Aquele menino na praia é o ponto final em mil potencialidades. É o cúmulo da injustiça. Um mundo que ele não pediu caiu sobre sua cabeça. Pode até ser que, crescendo, ele ajudasse a perpetuar ou acentuar sua crueldade, não sabemos. E é por não sabermos, pela supressão da mínima chance que houvesse de ele fazer melhor, de existir com dignidade, e é por inevitavelmente enxergar ali o corpo de um filho nosso, que o drama que é dele agora é nosso também. 

A imagem daquele menino morto após o naufrágio do barco em que sua família tentava chegar à Europa fugindo do conflito na Síria recolocou o drama no centro da emoção e da empatia do mundo, mas aí dei um passo para além dele e pensei em todos os conflitos humanos para os quais não temos imagem alguma e por isso mesmo seguimos indiferentes a ele. 

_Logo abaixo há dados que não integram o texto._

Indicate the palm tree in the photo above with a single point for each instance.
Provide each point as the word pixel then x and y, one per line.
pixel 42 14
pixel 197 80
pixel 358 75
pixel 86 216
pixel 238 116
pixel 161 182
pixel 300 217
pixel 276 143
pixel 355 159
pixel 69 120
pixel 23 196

Esse pensamento me levou a um outro. Se o drama de um só menino é capaz de me rasgar o coração desse jeito, qual não será o sentimento de Deus olhando o meu mundo? Nesse exato instante Ele tem a imagem em full HD de 7 bilhões de refugiados que confiam em barcos inseguros para chegar à margem errada do rio errado e estão fadados a morrer com o nariz enterrado na areia de alguma praia desolada. Sozinhos.

Deus amou o mundo inteiro a ponto de dar Seu filho único para morrer, de modo que, quem nEle crer, tenha, depois dessa praia definitiva, a vida eterna. Mas sabendo como somos limitados Ele nos convida a não tentar fazer mesmo. Ele nos chama a amar o próximo, aquele que está perto. 

Aqui em São Paulo há refugiados haitianos, se lhe apraz. Há mães solteiras adolescentes, crianças filhos de pais viciados em crack, há pessoas com paralisia cerebral, há gente que luta contra a depressão, pessoas solitárias, gente que não vê sentido na existência, gente que não tem chances de obter uma qualificação minimamente digna, velhos abandonados em asilos e todo tipo de "próximo". Podemos tentar ajudar os refugiados da Síria e Iraque, podemos estar ao lado de quem está perto e em dor. Só não podemos fingir que não é com a gente.

Como escreveu John Donne durante o auge da peste negra, ao ouvir os sinos anunciarem mais uma morte: Nenhum homem é uma ilha isolada; cada homem é uma partícula do continente, uma parte da terra; se um torrão é arrastado para o mar, a Europa fica diminuída, como se fosse um promontório, como se fosse a casa dos teus amigos ou a tua própria; a morte de qualquer homem diminui-me, porque sou parte do gênero humano. E por isso não perguntes por quem os sinos dobram; eles dobram por ti.